CaMK-II activation is essential for zebrafish inner ear development and acts through Delta-Notch signaling
- Authors
- Rothschild, S.C., Lahvic, J., Francescatto, L., McLeod, J.J., Burgess, S.M., and Tombes, R.M.
- ID
- ZDB-PUB-130709-33
- Date
- 2013
- Source
- Developmental Biology 381(1): 179-88 (Journal)
- Registered Authors
- Burgess, Shawn, Francescatto, Ludmila, McLeod, Jamie, Rothschild, Sarah Chase, Tombes, Robert M.
- Keywords
- CaMK-II, cilia, otolith, inner ear, Delta-notch
- MeSH Terms
-
- Animals
- Phosphorylation
- Oligonucleotides/metabolism
- Enzyme Activation
- Intracellular Signaling Peptides and Proteins/metabolism*
- PubMed
- 23747599 Full text @ Dev. Biol.
Zebrafish inner ear development is characterized by the crystallization of otoliths onto immotile kinocilia that protrude from sensory “hair” cells. The stereotypical formation of these sensory structures is dependent on the expression of key patterning genes and on Ca2+ signals. One potential target of Ca2+ signaling in the inner ear is the type II Ca2+/calmodulin-dependent protein kinase (CaMK-II), which is preferentially activated in hair cells, with intense activation at the base of kinocilia. In zebrafish, CaMK-II is encoded by seven genes; the expression of one of these genes (camk2g1) is enriched in hair cells. The suppression of camk2g1 expression by antisense morpholino oligonucleotides or inhibition of CaMK-II activation by the pharmacological antagonist, KN-93, results in aberrant otolith formation without preventing cilia formation. In fact, CaMK-II suppression results in additional ciliated hair cells and altered levels of Delta–Notch signaling members. DeltaA and deltaD transcripts are increased and DeltaD protein accumulates in hair cells of CaMK-II morphants, indicative of defective recycling and/or exocytosis.
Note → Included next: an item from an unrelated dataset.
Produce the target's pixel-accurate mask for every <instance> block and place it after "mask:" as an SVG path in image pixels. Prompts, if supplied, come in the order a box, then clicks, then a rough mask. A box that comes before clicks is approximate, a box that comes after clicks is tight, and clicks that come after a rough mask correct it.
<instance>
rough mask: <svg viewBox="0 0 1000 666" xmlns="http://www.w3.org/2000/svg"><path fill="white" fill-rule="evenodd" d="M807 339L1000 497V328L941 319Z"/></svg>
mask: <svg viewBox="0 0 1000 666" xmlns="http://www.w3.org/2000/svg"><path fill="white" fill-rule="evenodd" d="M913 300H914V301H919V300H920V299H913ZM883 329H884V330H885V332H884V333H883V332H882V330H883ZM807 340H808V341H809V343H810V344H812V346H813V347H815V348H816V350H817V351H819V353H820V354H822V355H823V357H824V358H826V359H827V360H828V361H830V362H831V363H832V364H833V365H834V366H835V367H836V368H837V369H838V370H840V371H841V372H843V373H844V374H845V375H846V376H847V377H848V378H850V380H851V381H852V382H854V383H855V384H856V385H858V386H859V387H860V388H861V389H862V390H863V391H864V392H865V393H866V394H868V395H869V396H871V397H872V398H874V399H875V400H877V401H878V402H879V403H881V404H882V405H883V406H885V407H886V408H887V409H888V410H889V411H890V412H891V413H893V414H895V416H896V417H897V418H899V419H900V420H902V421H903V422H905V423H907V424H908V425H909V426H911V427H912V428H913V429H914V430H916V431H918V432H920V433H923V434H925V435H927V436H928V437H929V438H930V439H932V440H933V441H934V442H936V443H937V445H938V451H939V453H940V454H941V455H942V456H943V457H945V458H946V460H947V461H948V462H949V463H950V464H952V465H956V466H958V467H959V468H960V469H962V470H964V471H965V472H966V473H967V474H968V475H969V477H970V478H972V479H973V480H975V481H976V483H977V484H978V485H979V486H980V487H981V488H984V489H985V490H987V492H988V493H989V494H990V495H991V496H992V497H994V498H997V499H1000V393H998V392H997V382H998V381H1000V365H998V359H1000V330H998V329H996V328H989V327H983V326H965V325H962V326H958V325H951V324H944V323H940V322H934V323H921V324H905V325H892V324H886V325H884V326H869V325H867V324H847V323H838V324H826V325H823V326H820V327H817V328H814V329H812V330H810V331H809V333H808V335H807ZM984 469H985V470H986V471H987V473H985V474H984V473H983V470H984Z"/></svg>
Our findings indicate that CaMK-II plays a critical role in the developing ear, influencing cell differentiation through extranuclear effects on Delta–Notch signaling. Continued expression and activation of CaMK-II in maculae and cristae in older embryos suggests continued roles in auditory sensory maturation and transduction.